Один художник, поэт, приходит к другому – парикмахеру, тупейному художнику. С легкой руки Лескова у нас на слуху это слово, идущее от французского корня “тупей – взбитый хохол на голове”, – объясняет Даль. Таким образом, выдернутая редиска подобна взбитому хохлу, тупею. Это тупая голова. Таким же тупым и непонимающим оказывается и парикмахер. Просьба причесать уши означает многое. Во-первых, это спокойная и деловая просьба о понимании и признании, впрочем, в форме совершенно издевательской. Во-вторых, “Откройте уши” – это призыв стихотворения Маяковского “Братьям писателям”. “Заушайте, заушайте старых идолов, невежды”, – так встретил Маяковский Бальмонта, перефразируя его строки “Совлекайте, совлекайте с старых идолов одежды”. Заушать – давать пощечины, пощечины общественному вкусу, “пробиваться кулаками”, “чесануть” кого-то, ударить значит действовать как пушкинский Руслан при встрече с огромной головой. Заушины производятся единственным доступным поэту оружием – остроумным словом, словом-иглой: “мне уш-ИГЛА-дкий парикмахер”. Якобсон слово “хвойный” переводит как “игъливъ”.То есть в самой просьбе о причесывании ушей звучит оплеуха-игла, заушина самому парикмахеру (клиент всегда прав). “Причешите мне уши”, – просит поэт. Вл.Даль приводит церковное выражение “слух чесать” и объясняет: “угождать кому, льстить слуху”. Якобсон потому и берется переводить, что церковно-славянские значения уже вписаны в плоть авангардного текста. И это не просто скандал в общественном месте. Романтическая персонажная схема стихотворения включает трех персонажей: тупейный художник, поэт и толпа. Парикмахер – поэтический антагонист главного героя. Тупейный мастер “хвойно” воет, что поэт “сумасшедший”, тронутый и “рыжий”, т.е. шут, клоун, остряк. Улюлюкающая “толпа” и есть огромная голова-шар (Schar). И эту надутую Голову новый Руслан протыкает пушкинской же Иглой. Сдуваясь, шарик пищит и мотается из стороны в сторону.
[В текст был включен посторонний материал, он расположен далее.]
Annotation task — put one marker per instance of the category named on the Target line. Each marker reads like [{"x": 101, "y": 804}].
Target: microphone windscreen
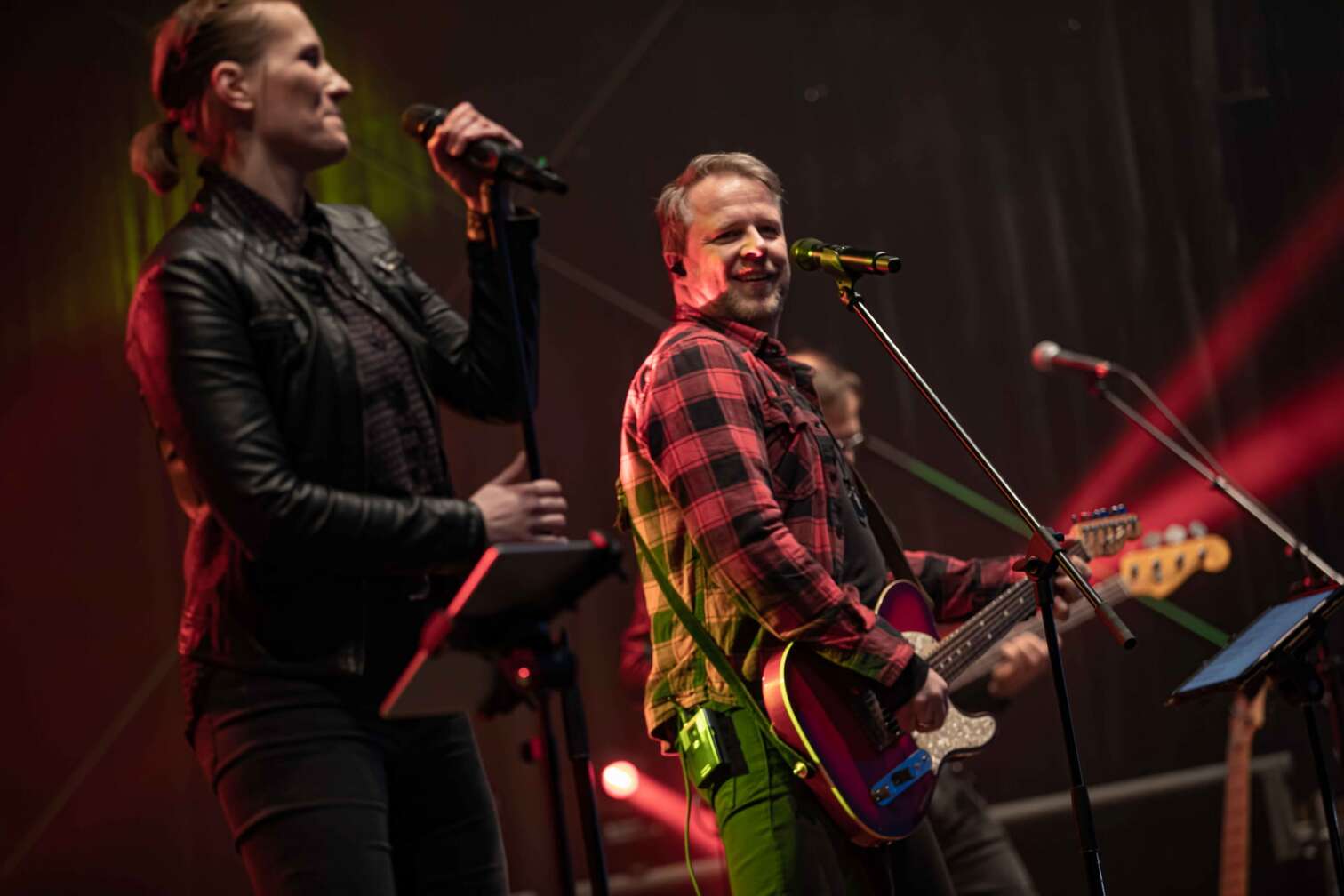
[
  {"x": 801, "y": 252},
  {"x": 1044, "y": 355},
  {"x": 420, "y": 120}
]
При таких обстоятельствах разрешается пушкинский спор о Поэте и черни.
Позднее, “на толпы себя разрядив и помножив” (Николай Асеев), Маяковский погубит себя.
Поэтологический статус парикмахерской проясняется в обращении Маяковского к коллегам в стихотворении “Братья писатели” (1917). Приведем его полностью:
Очевидно, не привыкну
сидеть в “Бристоле”,
пить чаи,
построчно врать я, –
опрокину стаканы,
взлезу на столик.
Слушайте,
литературная братия!
Сидите,
глазенки в чаишко канув.
Вытерся от строчения локоть плюшевый.
Подымите глаза от недопитых стаканов.
От косм освободите уши вы.
Вас,
прилипших
к стене,
к обоям,
милые,
что вас со словом свело?
А знаете,
если не писал,
разбоем
занимался Франсуа Виллон.
Вам,
берущим с опаской
и перочинные ножи,
красота великолепнейшего века вверена вам!
Из чего писать вам?
Сегодня
жизнь
в сто крат интересней
у любого помощника присяжного поверенного.
Господа поэты,
неужели не наскучили
пажи,
дворцы,
любовь,
сирени куст вам?
Если
такие, как вы,
творцы –
мне наплевать на всякое искусство.
Лучше лавочку открою.
Пойду на биржу.
Тугими бумажниками растопырю бока.
Пьяной песней
душу выржу
в кабинете кабака.
Под копны волос проникнет ли удар?
Мысль
одна под волосища вложена:
“Причесываться? Зачем же?!
На время не стоит труда,
а вечно
причесанным быть
невозможно”.
(I, 132-133)
Парикмахерская идет по литературному ведомству, поэтому в стихотворении, не имеющем никакого отношения к бытовым услугам, обращение к литературной братии заканчивается дилеммой причесываться или не причесываться. Скандальное “Причешите мне уши” сменяется не менее скандальным “Причесываться? Зачем же?! На время не стоит труда…”. Если в первом случае просьба об услуге, которая может значиться разве что в прейскуранте футуристических скандалов, но не в парикмахерском листе, то во втором случае – эпатирующий отказ от любых услуг. Но что означает это непричесанное существование героя? Это ожесточенный спор “творца” с “господами поэтами” – с их смертельно скушной любовью, плюшевым бытом и перочинными страхами. Но непричесанные “волосища” творца не сродни “прилипшим” “космам” разоблачаемых им поэтов. Призыв “От косм освободите уши вы” содержит “космос” (“От КОСМОС-вободите уши вы”), которого как раз и нет в рабском существовании литературной братии, а ведь должен был бы быть! Состояние волос как состояние сознания и способ миросозерцания, ни больше, ни меньше. В набоковском духе каламбур “космы/космос” означает, что перед нами антитеза непричесанного, но свободного бытия (“где речь вольна, и гении косматы”, по выражению Вяч. Иванова) и бытия причесанного, но не свободного. Забвение бытия, деградация космических сил в этом сводничестве со словом. Отсюда требование высвобождения космоса из-под ига этого забвения и хаоса. Только открытое ухо и вслушивание в мироздание делают поэзию поэзией, а не построчным враньем.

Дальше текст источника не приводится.